AH, MUSIDORA, QUEM É VOCÊ? – Era ela na vera Irma Vap: uma cantora de cabaré, verdadeira femme
fatale das Les Vampires de Feuillade. Lá estava sensualmente vestida numa
malha preta provocante, colada ao seu corpo escultural, coxas, seios, ventre,
ancas – era um erotismo subversivo, verdeiro presente dos deuses. Vi-lhe tigresa,
corpo modelado na meia calça escura enquanto tateava pelos telhados, olhos
acesos, armando o bote. Aproximou-se furtiva, olfato aguçado. E a sua exótica lindeza
era a reencarnação das pinturas de West e Sully, da musa do
Summer de Thomson, a The Knight Errant de Millais. De perto logo desvendei: era a heroina do Fortunio
de Gautier, a linda do cartaz de Guy Arnoux, que brilhara no elenco de A lououitte de
Bruant, no palco do Ba-Ta-Clan, durante os anos sombrios da
Grande Guerra. Pude conviver com a sua vida extravagante na companhia das amigas Colette e Germaine Dulac, transformou-lhe
na musa surrealista, que já fora Vincenta, a La Vagabonde, outra num episódio d’A
revue galante de Folies-Bergère, ou a capitã Alegria, ou uma beldade que estrelou
em Le berceau de dieu. Era Diana Monti de Judex, ou
a Alegria Kapitaina, a vanguardista que cantava e dançava pela emancipação
feminina nos music halls franceses. Logo me embeveci com a sua invulgar
formosura, como se me visse enlevado pelos versos de Baker: Ela é bela como
Vênus e suave como Aurora, \ discreta como Minerva e jovem como Flora...A intimidade
me fizera dela correlato na sobrevoante errância. Ah, Jeanne, li a sua novela adolescente, enquanto flagrava
a sua formosura no banho da bela do The Bather de Etty. Saiu enrolada numa toalha
diminuta e seus olhos ansiosos reluziam sentada na torre da noite, a me ofertar
as flores esplendorosas de sua alma labiríntica na dor inominável de seu
desespero poético. Dela soltavam-se
as páginas dos escritos de Arabella et Arlequin, as canções e poemas de Auréoles,
Paroxysmes , a Mademoiselle Chiffon e os roteiros inéditos. Era a lendária
rainha do cinema, a décima musa que se dedicara ao Soleil et Ombre e ao inconcluso Le terre dês Taureaux. O seu doce sorriso me premiou com seus lábios esculpidos num beijo de
amor. A ousadia suspirante do seu grande coração envolvia-me como um
caramanchão a me refugiar em seu ventre, cortejando minhas entranhas com suas mãos
delgadas que escapavam ao alcance do meu sexo premido por seus dotes de rara
beleza. Senti o ouro incontável do seu sexo perfumado como uma rosa resplandecente
que se despetalava afetuosa a me fazer zéfiro galante na paisagem rara de sua
longínqua graça majestosa, a me convidar a amá-la abrindo-se em pétalas para envolvê-la
terna aos sussurros inquietos de seus múltiplos gozos, deslizando-se aos
orgasmos sobre o meu corpo entregue. Quantas noites, dias e ousado trânsito de
horas, até que ela se tornava uma das estrelas imortais no firmamento do meu
coração erradio. Veja mais abaixo e aqui, aqui e aqui.
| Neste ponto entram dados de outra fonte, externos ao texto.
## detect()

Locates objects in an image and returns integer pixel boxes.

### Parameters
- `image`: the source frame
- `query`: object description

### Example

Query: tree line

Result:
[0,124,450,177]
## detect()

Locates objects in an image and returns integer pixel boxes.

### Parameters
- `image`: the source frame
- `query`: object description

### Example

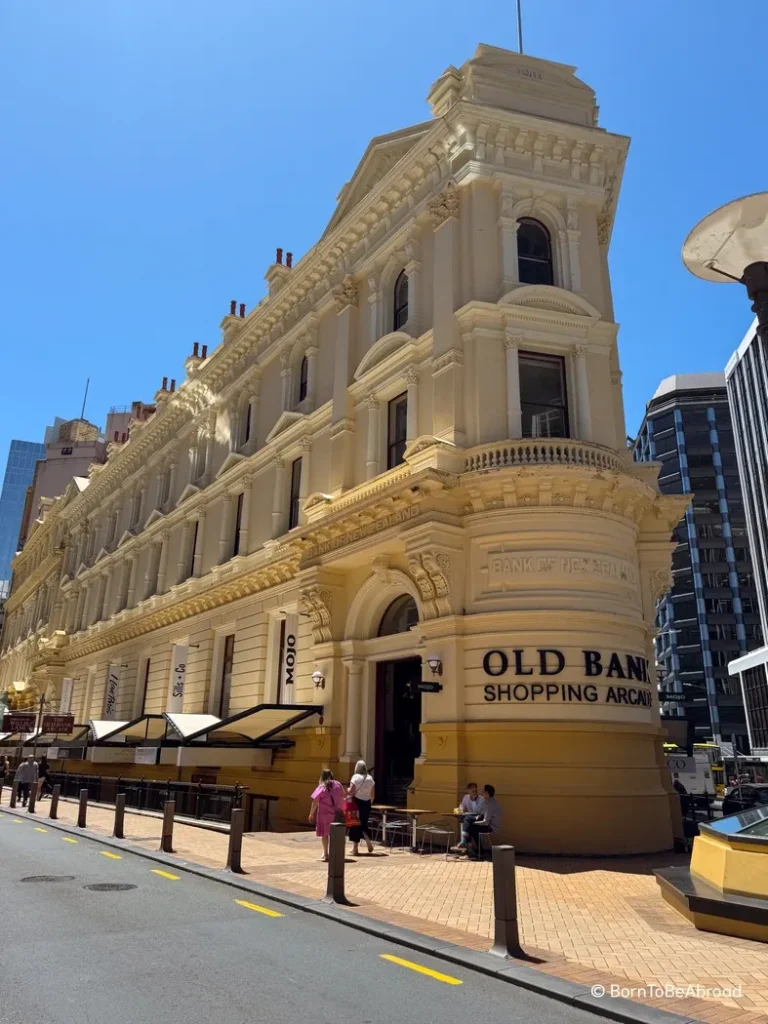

DITOS & DESDITOS - A beleza não pode divertir você, mas o trabalho intelectual – ler,
escrever, pensar – pode. Garotas boas vão para o céu e garotas
más vão para todo lugar. Sentir-se inseguro é bom para você. Isso força você a fazer algo melhor, leva você a usar todos os
seus talentos. Se você não é um símbolo sexual, você está em apuros... Pensamento da jornalista
e escritora estadunidense Helen Gurley
Brown (1922-2012).
ALGUÉM FALOU: É vital ser fotogênico da cabeça aos pés. Depois disso, você poderá
exibir algum talento... Escolhi o nome da heroína Musidora, recolhida do
Fortunio de Gautier e comecei a viver um sonho. Fui movida pela fé: a cena, o subir
da cortina, a rampa, a maquiagem e os cenários, toda aquela região do
'inventado'. Queria estar ao seu serviço. E aprendi meu trabalho como artesão...
Queria que meu rosto fosse coberto como meu corpo, para que a impressão de ser
enterrado fosse genuína. Respirei fundo novamente e procurei a imobilidade
total. E dei o sinal: 'Ação…. ' A primeira colherada de terra caiu sobre meu
queixo e bochechas... A segunda cobriu meus olhos. A terceira deixou livre
apenas a ponta do meu nariz. O último, pesado, escondeu meu rosto
completamente. Estava na hora! Tudo isso durou apenas vinte e cinco segundos,
mas sufoquei; minha boca comia terra triturada, meus ouvidos estavam entupidos
de terra úmida, mantive os cílios fechados, temendo encher os olhos com grãos
de areia arranhantes. E foi com a palavra ‘Caramba!…’ que recuperei os meus
amigos, o ar, o sol, o calor e a vida... Pensamento da
atriz, cineasta e poeta francesa Musidora (Jeanne Roques – 1889-1957).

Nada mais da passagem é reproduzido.